Seine Mudda meint es ja nur gut, aber nach dem Tod seines Vaters, war sie von dem Gedanken besessen den armen Jüngling auf Schritt und Tritt bemuddan zu müssen.
So, jetzt hat der Spieler auch alle seine Aspekte ins Spiel eingebracht. Die Story klopft ihm links und das Drama rechts auf die Schulter. Seinen Charakter hat er dafür aber verraten und verkauft. Der wollte nämlich sein wohlverdientes Spotlight haben, hatte fest die holde Maid am Ende seiner Queste im Blick und von seiner Muddas Schmatzern hatte er schon seit 13 Sommern die Nase voll.

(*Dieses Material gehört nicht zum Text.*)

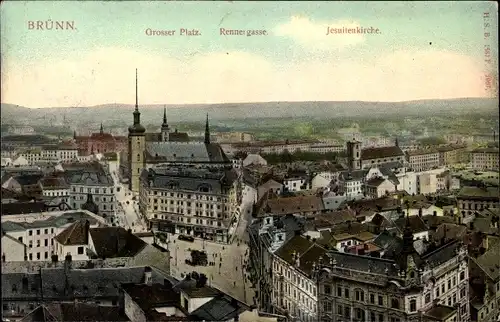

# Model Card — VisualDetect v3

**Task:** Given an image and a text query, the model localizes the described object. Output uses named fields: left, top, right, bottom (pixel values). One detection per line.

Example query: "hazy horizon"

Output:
left=0, top=97, right=495, bottom=109
left=0, top=1, right=498, bottom=108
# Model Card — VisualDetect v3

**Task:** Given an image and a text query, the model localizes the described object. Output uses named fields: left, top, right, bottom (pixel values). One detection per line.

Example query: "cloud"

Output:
left=2, top=48, right=488, bottom=107
left=274, top=16, right=364, bottom=51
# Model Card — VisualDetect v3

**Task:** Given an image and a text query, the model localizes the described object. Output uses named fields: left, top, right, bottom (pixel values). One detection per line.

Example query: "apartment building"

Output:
left=347, top=140, right=405, bottom=170
left=406, top=149, right=440, bottom=172
left=40, top=177, right=70, bottom=203
left=457, top=186, right=500, bottom=215
left=232, top=140, right=345, bottom=154
left=63, top=162, right=117, bottom=218
left=20, top=145, right=78, bottom=165
left=470, top=148, right=499, bottom=171
left=313, top=236, right=470, bottom=322
left=139, top=166, right=242, bottom=243
left=437, top=145, right=469, bottom=167
left=271, top=236, right=327, bottom=322
left=2, top=210, right=103, bottom=261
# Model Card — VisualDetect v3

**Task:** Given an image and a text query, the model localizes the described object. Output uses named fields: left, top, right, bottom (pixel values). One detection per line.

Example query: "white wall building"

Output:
left=2, top=210, right=104, bottom=261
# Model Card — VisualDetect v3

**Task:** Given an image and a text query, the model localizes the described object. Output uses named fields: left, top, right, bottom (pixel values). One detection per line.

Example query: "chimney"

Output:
left=144, top=266, right=153, bottom=286
left=64, top=253, right=73, bottom=272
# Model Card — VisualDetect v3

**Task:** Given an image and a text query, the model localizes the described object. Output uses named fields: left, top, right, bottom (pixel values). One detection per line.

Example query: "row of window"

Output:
left=73, top=202, right=114, bottom=211
left=323, top=285, right=400, bottom=309
left=71, top=187, right=113, bottom=194
left=323, top=302, right=401, bottom=322
left=274, top=261, right=316, bottom=296
left=27, top=228, right=54, bottom=236
left=150, top=190, right=227, bottom=202
left=26, top=237, right=54, bottom=248
left=274, top=283, right=315, bottom=310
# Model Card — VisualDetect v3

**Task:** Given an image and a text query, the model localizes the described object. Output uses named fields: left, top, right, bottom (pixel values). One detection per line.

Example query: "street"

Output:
left=109, top=162, right=146, bottom=232
left=110, top=161, right=255, bottom=305
left=165, top=235, right=255, bottom=305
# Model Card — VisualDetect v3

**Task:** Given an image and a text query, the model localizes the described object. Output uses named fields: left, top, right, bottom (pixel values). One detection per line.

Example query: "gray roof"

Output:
left=2, top=211, right=97, bottom=232
left=328, top=252, right=398, bottom=276
left=41, top=267, right=144, bottom=299
left=2, top=221, right=26, bottom=232
left=64, top=169, right=114, bottom=186
left=340, top=170, right=368, bottom=180
left=2, top=266, right=169, bottom=300
left=191, top=295, right=247, bottom=321
left=146, top=142, right=231, bottom=163
left=2, top=273, right=42, bottom=301
left=141, top=167, right=237, bottom=194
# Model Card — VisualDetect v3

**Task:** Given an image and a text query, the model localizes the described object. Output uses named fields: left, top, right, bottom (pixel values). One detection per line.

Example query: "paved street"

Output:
left=110, top=162, right=255, bottom=305
left=168, top=236, right=255, bottom=305
left=110, top=160, right=146, bottom=232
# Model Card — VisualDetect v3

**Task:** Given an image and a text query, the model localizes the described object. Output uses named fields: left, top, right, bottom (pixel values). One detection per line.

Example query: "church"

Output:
left=127, top=70, right=232, bottom=192
left=73, top=123, right=127, bottom=155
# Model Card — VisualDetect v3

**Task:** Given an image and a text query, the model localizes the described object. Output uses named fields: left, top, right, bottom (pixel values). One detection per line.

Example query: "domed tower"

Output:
left=347, top=139, right=361, bottom=170
left=161, top=107, right=170, bottom=142
left=128, top=69, right=146, bottom=192
left=82, top=193, right=99, bottom=215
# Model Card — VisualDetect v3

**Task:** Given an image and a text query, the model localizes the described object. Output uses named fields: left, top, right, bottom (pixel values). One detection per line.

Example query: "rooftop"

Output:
left=361, top=146, right=404, bottom=160
left=2, top=211, right=97, bottom=232
left=141, top=167, right=238, bottom=194
left=21, top=302, right=130, bottom=322
left=425, top=304, right=456, bottom=321
left=275, top=235, right=327, bottom=276
left=146, top=142, right=231, bottom=163
left=265, top=196, right=324, bottom=215
left=89, top=227, right=148, bottom=258
left=457, top=186, right=499, bottom=201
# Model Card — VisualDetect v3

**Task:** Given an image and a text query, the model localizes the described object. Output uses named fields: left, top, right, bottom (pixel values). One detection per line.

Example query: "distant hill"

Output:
left=1, top=98, right=498, bottom=124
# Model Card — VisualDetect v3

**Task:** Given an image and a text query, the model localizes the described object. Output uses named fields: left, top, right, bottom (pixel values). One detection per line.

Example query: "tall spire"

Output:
left=162, top=107, right=168, bottom=127
left=205, top=113, right=210, bottom=144
left=135, top=68, right=139, bottom=111
left=134, top=68, right=141, bottom=125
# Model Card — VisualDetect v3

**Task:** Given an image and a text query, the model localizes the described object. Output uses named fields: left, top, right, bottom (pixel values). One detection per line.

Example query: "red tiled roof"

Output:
left=361, top=146, right=404, bottom=160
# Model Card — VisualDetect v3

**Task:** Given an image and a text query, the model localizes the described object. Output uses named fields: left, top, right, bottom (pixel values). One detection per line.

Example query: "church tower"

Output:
left=128, top=69, right=146, bottom=193
left=161, top=107, right=170, bottom=142
left=205, top=113, right=210, bottom=144
left=347, top=139, right=361, bottom=170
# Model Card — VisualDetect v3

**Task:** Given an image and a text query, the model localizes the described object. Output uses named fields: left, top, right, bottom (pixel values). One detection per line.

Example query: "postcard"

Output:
left=0, top=1, right=500, bottom=322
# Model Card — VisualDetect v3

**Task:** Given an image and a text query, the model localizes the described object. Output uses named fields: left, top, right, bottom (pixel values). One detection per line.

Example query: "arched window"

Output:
left=410, top=299, right=417, bottom=312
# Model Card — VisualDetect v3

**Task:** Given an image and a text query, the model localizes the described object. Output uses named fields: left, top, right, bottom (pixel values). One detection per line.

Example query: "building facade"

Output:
left=406, top=149, right=444, bottom=172
left=2, top=210, right=103, bottom=261
left=139, top=167, right=242, bottom=243
left=73, top=123, right=127, bottom=156
left=456, top=186, right=500, bottom=216
left=313, top=232, right=470, bottom=322
left=470, top=148, right=499, bottom=171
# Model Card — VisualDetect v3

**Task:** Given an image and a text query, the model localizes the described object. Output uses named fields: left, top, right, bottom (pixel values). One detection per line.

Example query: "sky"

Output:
left=0, top=1, right=498, bottom=108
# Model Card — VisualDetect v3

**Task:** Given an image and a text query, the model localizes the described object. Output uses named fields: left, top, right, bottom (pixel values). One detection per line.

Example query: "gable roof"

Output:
left=476, top=243, right=500, bottom=282
left=361, top=146, right=404, bottom=160
left=55, top=220, right=90, bottom=246
left=146, top=142, right=231, bottom=163
left=89, top=227, right=148, bottom=258
left=266, top=196, right=325, bottom=215
left=275, top=235, right=327, bottom=276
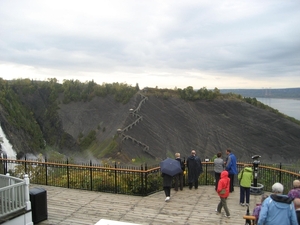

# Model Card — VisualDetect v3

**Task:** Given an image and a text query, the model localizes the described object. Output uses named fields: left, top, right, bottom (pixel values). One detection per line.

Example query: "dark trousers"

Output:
left=189, top=179, right=198, bottom=189
left=228, top=174, right=234, bottom=192
left=174, top=173, right=183, bottom=191
left=164, top=187, right=171, bottom=197
left=240, top=186, right=250, bottom=204
left=215, top=172, right=221, bottom=190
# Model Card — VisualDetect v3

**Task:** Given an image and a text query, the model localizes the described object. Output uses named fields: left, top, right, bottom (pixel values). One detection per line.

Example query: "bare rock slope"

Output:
left=59, top=94, right=300, bottom=163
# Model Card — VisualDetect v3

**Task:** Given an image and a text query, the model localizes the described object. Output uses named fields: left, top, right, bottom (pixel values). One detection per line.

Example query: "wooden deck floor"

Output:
left=31, top=185, right=266, bottom=225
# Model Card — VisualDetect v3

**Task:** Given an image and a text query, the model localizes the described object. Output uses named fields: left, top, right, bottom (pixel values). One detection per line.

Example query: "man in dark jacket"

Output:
left=174, top=152, right=185, bottom=191
left=225, top=149, right=238, bottom=193
left=186, top=150, right=203, bottom=189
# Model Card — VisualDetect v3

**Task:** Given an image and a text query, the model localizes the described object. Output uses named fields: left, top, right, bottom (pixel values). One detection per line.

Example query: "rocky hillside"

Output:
left=0, top=82, right=300, bottom=164
left=59, top=91, right=300, bottom=163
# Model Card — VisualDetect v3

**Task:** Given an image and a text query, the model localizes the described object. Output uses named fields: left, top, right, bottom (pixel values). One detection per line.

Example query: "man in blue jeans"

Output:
left=225, top=149, right=238, bottom=193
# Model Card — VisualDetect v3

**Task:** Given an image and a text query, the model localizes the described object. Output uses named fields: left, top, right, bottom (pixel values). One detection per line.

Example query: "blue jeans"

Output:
left=240, top=186, right=250, bottom=204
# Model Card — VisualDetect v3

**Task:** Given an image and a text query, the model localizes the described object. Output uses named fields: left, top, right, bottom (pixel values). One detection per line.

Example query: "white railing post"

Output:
left=24, top=174, right=31, bottom=210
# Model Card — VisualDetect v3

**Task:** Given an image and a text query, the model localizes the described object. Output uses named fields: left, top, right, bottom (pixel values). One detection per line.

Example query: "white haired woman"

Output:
left=257, top=183, right=298, bottom=225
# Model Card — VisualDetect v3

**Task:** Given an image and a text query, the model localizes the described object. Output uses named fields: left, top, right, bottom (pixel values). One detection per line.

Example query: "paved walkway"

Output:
left=31, top=185, right=268, bottom=225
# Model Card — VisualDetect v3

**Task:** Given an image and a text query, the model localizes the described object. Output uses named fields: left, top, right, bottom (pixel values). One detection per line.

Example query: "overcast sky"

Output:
left=0, top=0, right=300, bottom=89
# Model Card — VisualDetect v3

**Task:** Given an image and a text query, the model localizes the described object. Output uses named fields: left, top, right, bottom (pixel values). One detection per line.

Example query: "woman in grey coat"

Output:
left=214, top=152, right=224, bottom=191
left=161, top=173, right=173, bottom=202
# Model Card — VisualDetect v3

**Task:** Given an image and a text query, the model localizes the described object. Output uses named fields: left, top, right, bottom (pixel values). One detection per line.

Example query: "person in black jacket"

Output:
left=174, top=153, right=185, bottom=191
left=186, top=150, right=203, bottom=189
left=294, top=198, right=300, bottom=224
left=161, top=173, right=173, bottom=202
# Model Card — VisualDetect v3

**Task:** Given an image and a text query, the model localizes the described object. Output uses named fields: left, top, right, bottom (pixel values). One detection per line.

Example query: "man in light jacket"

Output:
left=257, top=183, right=298, bottom=225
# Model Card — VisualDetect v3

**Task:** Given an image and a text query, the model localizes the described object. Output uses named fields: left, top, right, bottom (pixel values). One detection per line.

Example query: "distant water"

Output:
left=256, top=98, right=300, bottom=120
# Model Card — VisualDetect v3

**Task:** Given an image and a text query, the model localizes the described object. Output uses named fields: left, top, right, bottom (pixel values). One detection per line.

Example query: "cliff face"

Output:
left=0, top=90, right=300, bottom=163
left=59, top=92, right=300, bottom=163
left=118, top=96, right=300, bottom=163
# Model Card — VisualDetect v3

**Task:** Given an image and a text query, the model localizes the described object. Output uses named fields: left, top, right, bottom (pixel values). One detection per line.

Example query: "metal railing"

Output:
left=0, top=159, right=300, bottom=196
left=0, top=174, right=30, bottom=219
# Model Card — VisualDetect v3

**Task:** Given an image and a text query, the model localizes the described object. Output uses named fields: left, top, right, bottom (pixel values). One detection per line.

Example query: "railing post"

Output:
left=205, top=162, right=207, bottom=185
left=141, top=164, right=145, bottom=195
left=67, top=158, right=70, bottom=188
left=24, top=154, right=27, bottom=174
left=24, top=174, right=31, bottom=210
left=90, top=160, right=93, bottom=191
left=279, top=163, right=282, bottom=183
left=144, top=163, right=148, bottom=196
left=45, top=156, right=48, bottom=185
left=115, top=162, right=117, bottom=193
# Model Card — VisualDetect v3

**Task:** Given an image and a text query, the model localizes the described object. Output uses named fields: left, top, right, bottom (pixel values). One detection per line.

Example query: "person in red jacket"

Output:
left=217, top=170, right=230, bottom=218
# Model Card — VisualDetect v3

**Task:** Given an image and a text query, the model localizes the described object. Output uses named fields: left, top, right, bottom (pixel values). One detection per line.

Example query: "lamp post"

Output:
left=117, top=128, right=122, bottom=152
left=250, top=155, right=264, bottom=195
left=204, top=156, right=209, bottom=185
left=252, top=155, right=261, bottom=187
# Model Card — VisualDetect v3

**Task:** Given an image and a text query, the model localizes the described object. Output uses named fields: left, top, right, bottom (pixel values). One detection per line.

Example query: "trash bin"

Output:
left=29, top=188, right=48, bottom=223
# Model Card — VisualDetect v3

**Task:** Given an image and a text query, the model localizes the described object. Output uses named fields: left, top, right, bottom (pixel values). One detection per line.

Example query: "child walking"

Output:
left=238, top=164, right=253, bottom=206
left=217, top=170, right=230, bottom=218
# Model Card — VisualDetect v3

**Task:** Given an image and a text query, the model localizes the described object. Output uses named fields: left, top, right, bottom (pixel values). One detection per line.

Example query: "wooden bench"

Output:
left=243, top=215, right=256, bottom=225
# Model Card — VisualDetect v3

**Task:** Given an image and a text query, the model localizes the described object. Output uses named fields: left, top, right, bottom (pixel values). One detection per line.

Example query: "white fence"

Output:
left=0, top=175, right=31, bottom=221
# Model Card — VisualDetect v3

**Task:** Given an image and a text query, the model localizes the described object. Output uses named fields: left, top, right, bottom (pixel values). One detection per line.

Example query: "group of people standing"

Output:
left=162, top=150, right=203, bottom=202
left=214, top=149, right=238, bottom=217
left=162, top=149, right=300, bottom=225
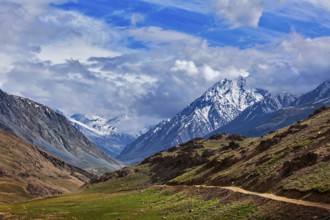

Er wollte doch einfach nur agieren, alle Schmerzen und Entbehrungen hinnehmen, aber immer sein Ziel im Auge behalten. Tolles Buch. Aber schlechtes Spiel!
Was Du hier konstruierst, ist in KEINER Form eines Rollenspiels - egal mit oder ohne Karten, egal mit oder ohne "Gummi-Punkte", egal mit oder ohne Empowerment irgendwo ein Problem.
Wenn der obige Charakter in einem hart-simulativen Regelsystem jemanden mit seiner Waffe angreift, dann kann auch dort vorher und von ihm unbemerkt(!) jemand die Waffe unbrauchbar gemacht haben. Durch einen heimlich hinter dem Schirm ausgeführten entsprechenden Handlungswurf eines NSCs zum Beispiel. Oder durch einen Rettungswurf gegen Waffenbruch, den die Waffe - unbemerkterweise, weil der Spieler nicht angesagt hatte, daß sein Charakter nach dem letzten Kampf explizit die Waffe überprüft - nicht geschafft hatte.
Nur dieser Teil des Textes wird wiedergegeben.